The injured workman or employee or his beneficiaries may not institute any action, nor may compromise any right of action they may have against the third person responsible for the damages, unless the Administrator is a party to the action or agrees to the compromise, but the failure to join the Administrator shall not deprive the courts of jurisdiction over the claim or otherwise result in dismissal of the claim, so long as the injured worker or employee acknowledges that all sums due the Government Insurance Fund are secured by any recovery.

No compromise between the injured workman or employee, or his beneficiaries in case of death, and the third person responsible shall be valid or effective in law unless the expenses incurred by the Government Insurance Fund in the case are first paid. No judgment shall be entered in actions of this nature and no compromise whatsoever as to the rights of parties to said actions shall be approved, without making express reserve of the rights of the Govem*38ment Insurance Fund to reimbursement of all expenses incurred. The clerk of the court taking cognizance of any claim of the above-described nature shall notify the Administrator of any order entered by the case, as well as the final deposition thereof.

The Administrator may compromise as to his rights against a third party responsible for the damages. No such extrajudicial compromise, however, shall affect the rights of the workman or employee, or of his beneficiaries, without their express consent and approval.

Any sum obtained by the Administrator through the means provided in this section shall be covered into the Government Insurance Fund.

Now the Superior Court of the Virgin Islands.

In Revera-Santana, the Puerto Rican Supreme Court distinguished Lopez Rodriguez (relied upon by the Virgin Islands District Court in Anthony v. Lettsome) on the grounds that, under Puerto Rican law, all drivers on the public streets have a pre-existing duty to drive with the prudence of a reasonable person, a duty which is separate and apart from the non-delegable duty of an employer to provide safe working conditions.
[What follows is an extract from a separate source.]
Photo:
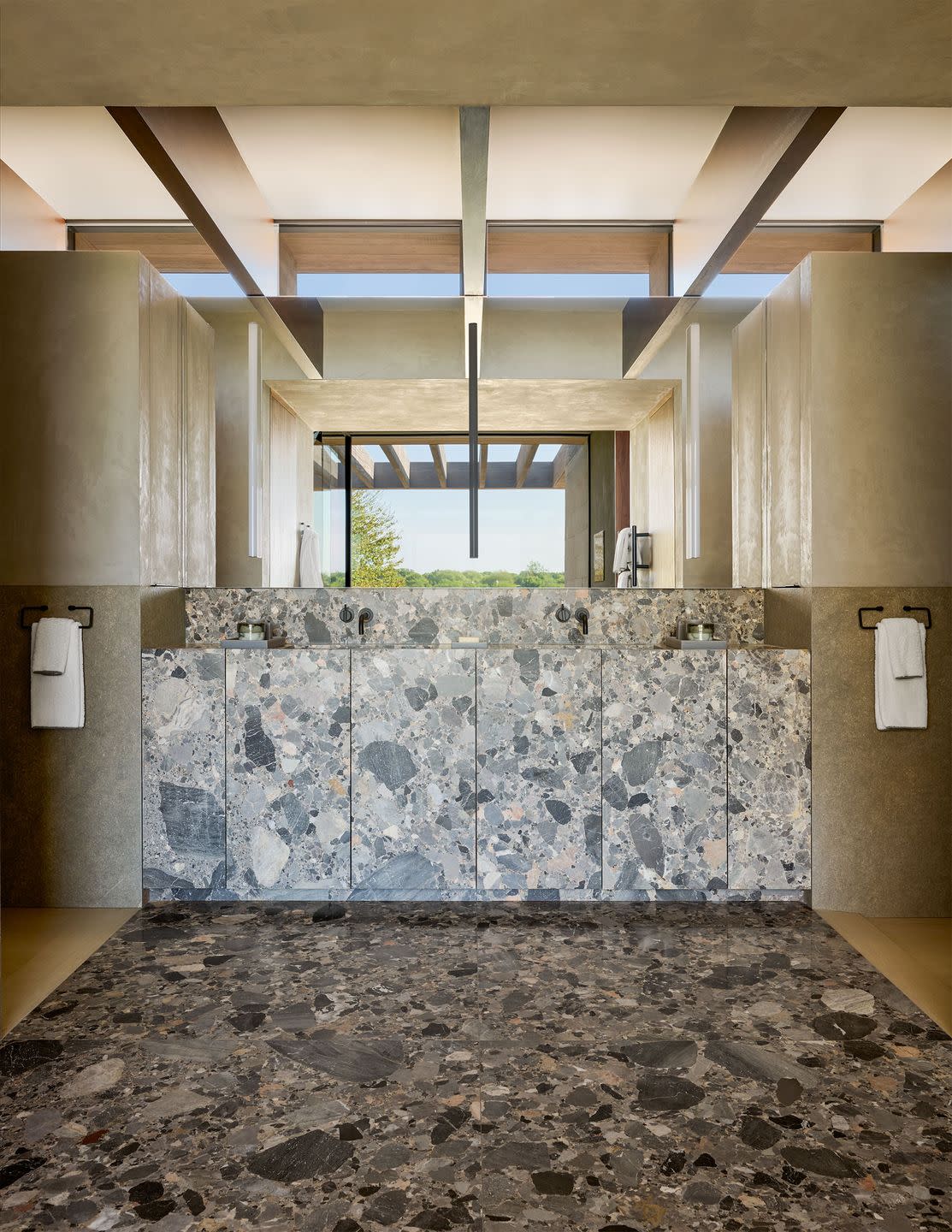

Both the Appellate Division’s opinion in Tavarez and the Territorial Court’s in Nickeo reflected an assumption that the incident in Anthony v. Lettsome occurred on a public roadway. Although this is not explicitly stated in the District Court’s opinion, it appears to be a fair assumption. Also, although the Appellate Division seems to have interpreted Lettsome as standing for the narrow proposition that an employee-driver could be held personally liable for breach of a personal duty, the Lettsome opinion itself appears to stand for the broader proposition that a co-employee does not enjoy the protection of §284, a proposition that has been severely limited by the holdings of both the Appellate Division and the Third Circuit in Tavarez-

Id. atn.3.

Id. at n.4.

This Court is not aware of any Virgin Islands precedent that would extend such an obligation to the operation of a motor vehicle on private premises.

Defoe also asserts that Phillip was not, at the time of the accident, engaged in activity specifically intended to fulfill the employer’s duty to provide a safe workplace. However, the non-negligent operation of a motor vehicle on company premises is one part of providing a safe work place. Under the Third Circuit’s opinion in Tavares, the relevant inquiry appears to be whether Phillip’s negligent conduct, whatever its ultimate purpose might have been, constituted a breach of the employer’s duty to provide a safe work place, as opposed to a duty of care personal to Phillip separate from the employer’s duty.